What a lot of people don’t understand is that GUI has a very important role in research and algorithm development for example.
In most cases, GUI is developed after a software has been written, to give a user friendly interface to an otherwise working command-line interface. It is so common to use GUIs this way that a lot of people mistakenly think that this is the “correct” way to do GUI or that it is the only way. It makes people feel warm in their belly knowing that the real program doesn’t need the graphical interface, that it could be easily ported to other operating systems or languages and so on. Which is true, but it is not the only use case and it comes with a price.
There exists a fundamentally different paradigm to GUI programing, one that does not try to separate the program from the GUI, which results in highly efficient iterative programing, necessary for algorithm development. Such approach could be used with Visual Basic for example, but the best tool for the job in my opinion was MathWorks GUIDE (that evolved into App designer). With those tools, you can develop your data loading, your processing, algorithms and visualizations with less typing, significantly faster trial & error iterations over your algorithm due to offloading all the overhead typing and running and re-running and opining and closing figures and changing inputs - to the GUI.

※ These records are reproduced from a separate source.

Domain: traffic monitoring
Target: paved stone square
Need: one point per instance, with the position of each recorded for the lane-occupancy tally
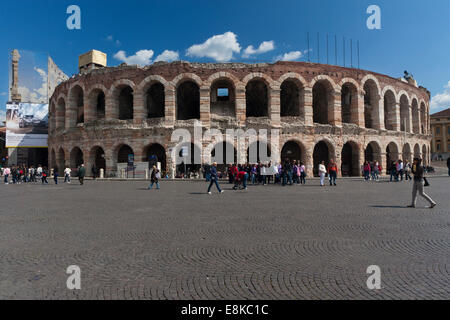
(270, 242)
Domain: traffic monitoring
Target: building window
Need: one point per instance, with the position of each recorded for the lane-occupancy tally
(222, 94)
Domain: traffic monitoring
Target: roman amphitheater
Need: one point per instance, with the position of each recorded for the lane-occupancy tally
(322, 112)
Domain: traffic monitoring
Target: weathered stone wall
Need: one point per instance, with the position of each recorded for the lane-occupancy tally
(368, 95)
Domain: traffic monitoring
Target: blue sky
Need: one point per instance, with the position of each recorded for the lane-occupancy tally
(415, 35)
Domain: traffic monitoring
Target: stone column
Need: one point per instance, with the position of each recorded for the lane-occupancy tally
(169, 106)
(308, 107)
(241, 113)
(111, 107)
(358, 111)
(274, 107)
(205, 108)
(394, 117)
(335, 114)
(90, 111)
(139, 109)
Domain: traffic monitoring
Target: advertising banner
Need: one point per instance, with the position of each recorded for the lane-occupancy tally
(26, 125)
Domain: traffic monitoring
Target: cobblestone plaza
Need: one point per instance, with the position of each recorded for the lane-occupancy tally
(270, 242)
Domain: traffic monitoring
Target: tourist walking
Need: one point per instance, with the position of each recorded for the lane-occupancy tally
(322, 172)
(67, 172)
(418, 171)
(154, 178)
(214, 179)
(332, 172)
(81, 174)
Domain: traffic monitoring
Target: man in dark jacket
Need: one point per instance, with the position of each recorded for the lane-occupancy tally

I haven’t seen anyone teaching this programing paradigm so researchers either have to figure it out on their own or in most cases remain unaware of it completely. I have actually seen people programing GUI’s on Matlab with code!
For that reason, people who have replied above with suggestions such as Gtk.jl or PySimpleGUI are probably unaware of the paradigm that I described (let’s call it GUI oriented programing - GOP for lack of a better term or because I’m ignorant to the real name of it). Let me be clear:
- If you have to code your GUI, it is not GOP. The whole point is to save time and effort by dragging and dropping buttons, text fields, plotting axes, etc. and applying functionality to them in the code, saving all the overhead.
- If you have a GUI designer (like QT) that you can compile into code - it is not GOP, because you have to make modifications to the GUI that merge into the existing code automagically.
- If you have to re-run the GUI every time you make changes to the code, even in non visual parts of the code, it is not GOP, because you have to make quick iterations over your algorithm, change normalizations, noise filters, data processing routines and see how the new code affects the visualization without re-compiling and re-running ( I guess in Julia’s case it could be feasible to do something similar to Revise.jl)
Some people unfortunately believe that GUI is slowing their research, that it creates overhead that is not necessary for their research. It just means that they don’t know how to use GUI oriented programing tools, which significantly accelerate research when used correctly.